United States District Court, E.D. California

December 2, 2019

E. OCHOA, et al., Defendants.



         Plaintiff is a state prisoner proceeding without counsel in this action brought pursuant to 42 U.S.C. § 1983. The court, on screening, determined that plaintiff's initial complaint failed to state a cognizable claim. ECF No. 8. Plaintiff has filed an amended complaint which the court is also obligated to screen.


         I. Legal Standards

         Pursuant to § 1915(e)(2), the court must dismiss the case at any time if it determines the allegation of poverty is untrue, or if the action is frivolous or malicious, fails to state a claim on which relief may be granted, or seeks monetary relief against an immune defendant.

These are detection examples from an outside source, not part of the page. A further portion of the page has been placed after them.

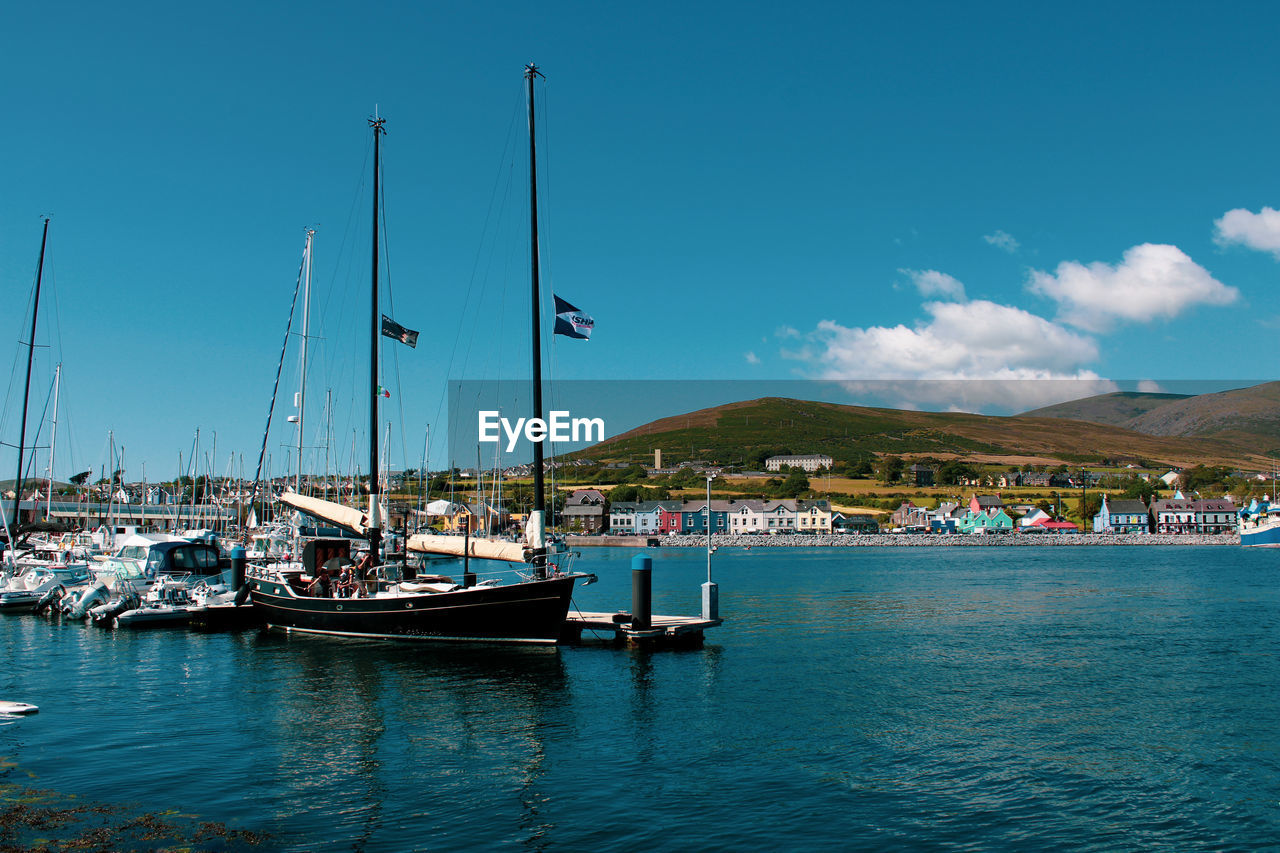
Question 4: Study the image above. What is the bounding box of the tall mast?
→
[293,228,316,494]
[45,361,63,521]
[13,216,49,533]
[525,63,547,578]
[369,117,387,566]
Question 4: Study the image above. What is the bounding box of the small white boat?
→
[0,566,88,611]
[115,576,202,628]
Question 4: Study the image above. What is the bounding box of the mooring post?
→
[228,544,248,590]
[703,579,719,620]
[631,553,653,630]
[462,519,476,589]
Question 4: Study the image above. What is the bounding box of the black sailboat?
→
[8,216,52,538]
[248,71,589,643]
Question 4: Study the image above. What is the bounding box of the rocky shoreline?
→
[650,533,1240,548]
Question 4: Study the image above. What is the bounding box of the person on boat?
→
[337,566,356,598]
[307,569,329,598]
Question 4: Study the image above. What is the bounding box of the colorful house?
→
[680,501,732,535]
[796,501,831,533]
[764,500,796,533]
[956,508,1014,533]
[1093,494,1151,533]
[728,501,764,534]
[609,501,640,535]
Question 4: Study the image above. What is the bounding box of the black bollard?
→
[230,546,248,589]
[631,553,653,630]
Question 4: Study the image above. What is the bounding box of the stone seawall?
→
[650,533,1240,548]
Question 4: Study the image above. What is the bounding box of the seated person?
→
[307,569,329,598]
[334,566,356,598]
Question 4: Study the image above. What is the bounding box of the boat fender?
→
[36,584,67,613]
[68,581,108,619]
[88,597,132,622]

         Although pro se pleadings are liberally construed, see Haines v. Kerner, 404 U.S. 519, 520-21 (1972), a complaint, or portion thereof, should be dismissed for failure to state a claim if it fails to set forth “enough facts to state a claim to relief that is plausible on its face.” Bell Atl. Corp. v. Twombly, 550 U.S. 544, 554, 562-563 (2007) (citing Conley v. Gibson, 355 U.S. 41 (1957)); see also Fed. R. Civ. P. 12(b)(6). “[A] plaintiff's obligation to provide the ‘grounds' of his ‘entitlement to relief' requires more than labels and conclusions, and a formulaic recitation of a cause of action's elements will not do. Factual allegations must be enough to raise a right to relief above the speculative level on the assumption that all of the complaint's allegations are true.” Id. (citations omitted). Dismissal is appropriate based either on the lack of cognizable legal theories or the lack of pleading sufficient facts to support cognizable legal theories. Balistreri v. Pacifica Police Dep't, 901 F.2d 696, 699 (9th Cir. 1990).

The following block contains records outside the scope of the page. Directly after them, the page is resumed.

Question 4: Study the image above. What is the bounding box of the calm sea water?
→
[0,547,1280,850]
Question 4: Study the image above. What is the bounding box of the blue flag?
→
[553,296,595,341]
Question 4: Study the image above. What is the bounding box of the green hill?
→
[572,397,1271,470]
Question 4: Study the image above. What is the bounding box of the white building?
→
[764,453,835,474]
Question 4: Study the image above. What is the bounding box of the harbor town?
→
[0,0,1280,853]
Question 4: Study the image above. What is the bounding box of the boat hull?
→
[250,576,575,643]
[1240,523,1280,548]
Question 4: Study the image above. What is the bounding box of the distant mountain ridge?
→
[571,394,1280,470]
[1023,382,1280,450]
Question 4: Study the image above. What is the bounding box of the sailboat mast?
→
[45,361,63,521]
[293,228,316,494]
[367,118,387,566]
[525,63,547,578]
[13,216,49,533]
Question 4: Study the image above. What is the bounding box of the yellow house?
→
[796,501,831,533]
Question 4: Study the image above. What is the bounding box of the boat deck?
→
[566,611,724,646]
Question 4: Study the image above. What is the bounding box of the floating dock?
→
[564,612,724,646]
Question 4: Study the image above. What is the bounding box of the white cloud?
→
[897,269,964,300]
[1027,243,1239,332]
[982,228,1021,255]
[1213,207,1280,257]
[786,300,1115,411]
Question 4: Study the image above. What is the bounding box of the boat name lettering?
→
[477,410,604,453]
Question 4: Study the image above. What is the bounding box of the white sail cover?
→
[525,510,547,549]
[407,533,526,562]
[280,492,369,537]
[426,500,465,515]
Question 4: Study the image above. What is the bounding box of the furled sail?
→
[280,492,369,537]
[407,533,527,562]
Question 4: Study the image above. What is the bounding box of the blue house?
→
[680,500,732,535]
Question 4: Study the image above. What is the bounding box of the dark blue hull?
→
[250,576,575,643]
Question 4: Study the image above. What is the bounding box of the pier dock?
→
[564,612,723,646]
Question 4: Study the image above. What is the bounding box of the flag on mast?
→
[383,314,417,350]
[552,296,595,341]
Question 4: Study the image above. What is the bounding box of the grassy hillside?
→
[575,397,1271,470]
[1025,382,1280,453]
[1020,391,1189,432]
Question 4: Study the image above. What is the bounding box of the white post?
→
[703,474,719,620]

         In reviewing a complaint under this standard, the court must accept as true the allegations of the complaint in question, Hospital Bldg. Co. v. Rex Hosp. Trustees, 425 U.S. 738, 740 (1976), construe the pleading in the light most favorable to the plaintiff, and resolve all doubts in the plaintiff's favor, Jenkins v. McKeithen, 395 U.S. 411, 421 (1969). A pro se plaintiff must satisfy the pleading requirements of Rule 8(a) of the Federal Rules of Civil Procedure. Rule 8(a)(2) “requires a complaint to include a short and plain statement of the claim showing that the pleader is entitled to relief, in order to give the defendant fair notice of what the claim is and the grounds upon which it rests.” Twombly, 550 U.S. at 562-563 (2007).

         II. Analysis

         Plaintiff's amended complaint contains several unrelated claims against more than one defendant.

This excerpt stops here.